Mistral AI, in collaboration with NVIDIA, has introduced NeMo, a robust 12-billion parameter model. This cutting-edge model features a remarkable context window that can handle up to 128,000 tokens and is noted for its top-tier performance in reasoning, world knowledge, and coding accuracy within its size category.
The partnership between Mistral AI and NVIDIA has led to a model that not only excels in performance but also emphasizes user-friendliness. Mistral NeMo can seamlessly replace systems currently operating with Mistral 7B due to its reliance on a standard architecture.

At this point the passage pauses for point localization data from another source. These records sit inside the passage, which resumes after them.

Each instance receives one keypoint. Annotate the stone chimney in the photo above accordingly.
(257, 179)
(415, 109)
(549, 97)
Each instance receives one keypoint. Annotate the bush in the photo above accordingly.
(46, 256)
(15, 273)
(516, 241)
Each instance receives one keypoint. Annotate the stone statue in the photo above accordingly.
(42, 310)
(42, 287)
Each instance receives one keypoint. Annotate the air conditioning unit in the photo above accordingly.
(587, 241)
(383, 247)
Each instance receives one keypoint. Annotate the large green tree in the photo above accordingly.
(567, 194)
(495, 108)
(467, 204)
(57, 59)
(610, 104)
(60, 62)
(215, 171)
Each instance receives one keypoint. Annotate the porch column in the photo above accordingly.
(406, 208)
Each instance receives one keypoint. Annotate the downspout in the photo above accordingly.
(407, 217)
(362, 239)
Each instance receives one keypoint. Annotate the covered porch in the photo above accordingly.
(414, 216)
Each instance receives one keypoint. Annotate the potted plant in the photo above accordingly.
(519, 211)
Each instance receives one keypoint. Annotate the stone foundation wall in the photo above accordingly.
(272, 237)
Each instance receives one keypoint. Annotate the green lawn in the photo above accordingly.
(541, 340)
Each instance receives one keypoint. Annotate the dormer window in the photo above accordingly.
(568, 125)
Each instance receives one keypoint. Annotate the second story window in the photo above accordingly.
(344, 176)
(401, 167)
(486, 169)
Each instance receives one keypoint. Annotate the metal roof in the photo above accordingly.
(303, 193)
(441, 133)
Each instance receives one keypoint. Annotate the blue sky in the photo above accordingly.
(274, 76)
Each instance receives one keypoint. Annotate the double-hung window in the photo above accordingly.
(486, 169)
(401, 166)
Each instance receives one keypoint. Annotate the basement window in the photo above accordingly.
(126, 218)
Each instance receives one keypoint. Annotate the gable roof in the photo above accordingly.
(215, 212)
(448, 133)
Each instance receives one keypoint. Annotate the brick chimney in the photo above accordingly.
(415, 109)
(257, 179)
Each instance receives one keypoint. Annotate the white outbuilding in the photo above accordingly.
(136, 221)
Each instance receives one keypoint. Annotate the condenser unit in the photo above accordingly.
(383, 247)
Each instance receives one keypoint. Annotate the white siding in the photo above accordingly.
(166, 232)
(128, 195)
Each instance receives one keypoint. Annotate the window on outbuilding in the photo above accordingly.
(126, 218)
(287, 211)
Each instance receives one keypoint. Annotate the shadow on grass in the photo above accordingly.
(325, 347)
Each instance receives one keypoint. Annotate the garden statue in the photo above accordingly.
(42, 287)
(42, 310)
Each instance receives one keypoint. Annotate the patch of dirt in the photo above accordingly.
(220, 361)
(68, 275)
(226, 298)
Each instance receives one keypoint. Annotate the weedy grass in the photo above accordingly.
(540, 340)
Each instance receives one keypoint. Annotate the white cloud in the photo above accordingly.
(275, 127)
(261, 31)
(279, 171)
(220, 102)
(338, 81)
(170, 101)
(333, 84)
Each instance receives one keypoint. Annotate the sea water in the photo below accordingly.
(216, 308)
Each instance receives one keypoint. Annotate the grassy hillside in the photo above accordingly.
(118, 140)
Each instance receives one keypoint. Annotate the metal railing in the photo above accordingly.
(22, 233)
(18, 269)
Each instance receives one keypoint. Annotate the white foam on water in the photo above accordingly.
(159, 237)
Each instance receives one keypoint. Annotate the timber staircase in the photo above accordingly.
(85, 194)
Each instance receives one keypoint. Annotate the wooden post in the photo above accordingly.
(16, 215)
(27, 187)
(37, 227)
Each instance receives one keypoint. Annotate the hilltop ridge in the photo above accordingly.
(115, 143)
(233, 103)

To foster wider adoption and encourage further research, Mistral AI has released both the pre-trained base and instruction-tuned checkpoints under the Apache 2.0 license. This open-source approach is expected to be highly attractive to both researchers and enterprises, potentially accelerating the integration of the model into various applications.

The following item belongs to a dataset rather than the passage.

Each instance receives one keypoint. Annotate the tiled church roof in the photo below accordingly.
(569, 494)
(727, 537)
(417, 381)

A standout feature of Mistral NeMo is its quantization-aware training, which facilitates FP8 inference without sacrificing performance. This capability is particularly beneficial for organizations aiming to deploy large language models efficiently.
Performance comparisons provided by Mistral AI highlight the Mistral NeMo base model’s superiority over two recent open-source pre-trained models: Gemma 2 9B and Llama 3 8B.
Mistral AI emphasized the model’s suitability for global, multilingual applications. It’s proficient in function calling, boasts a large context window, and excels in languages including English, French, German, Spanish, Italian, Portuguese, Chinese, Japanese, Korean, Arabic, and Hindi.
“This is a new step toward bringing frontier AI models to everyone’s hands in all languages that form human culture,” Mistral AI stated.
Mistral NeMo also introduces Tekken, a new tokenizer inspired by Tiktoken. Tekken, trained on over 100 languages, improves compression efficiency for both natural language text and source code, outperforming the SentencePiece tokenizer used in previous Mistral models. According to the company, Tekken is about 30% more efficient in compressing source code and several major languages, with even greater gains for Korean and Arabic.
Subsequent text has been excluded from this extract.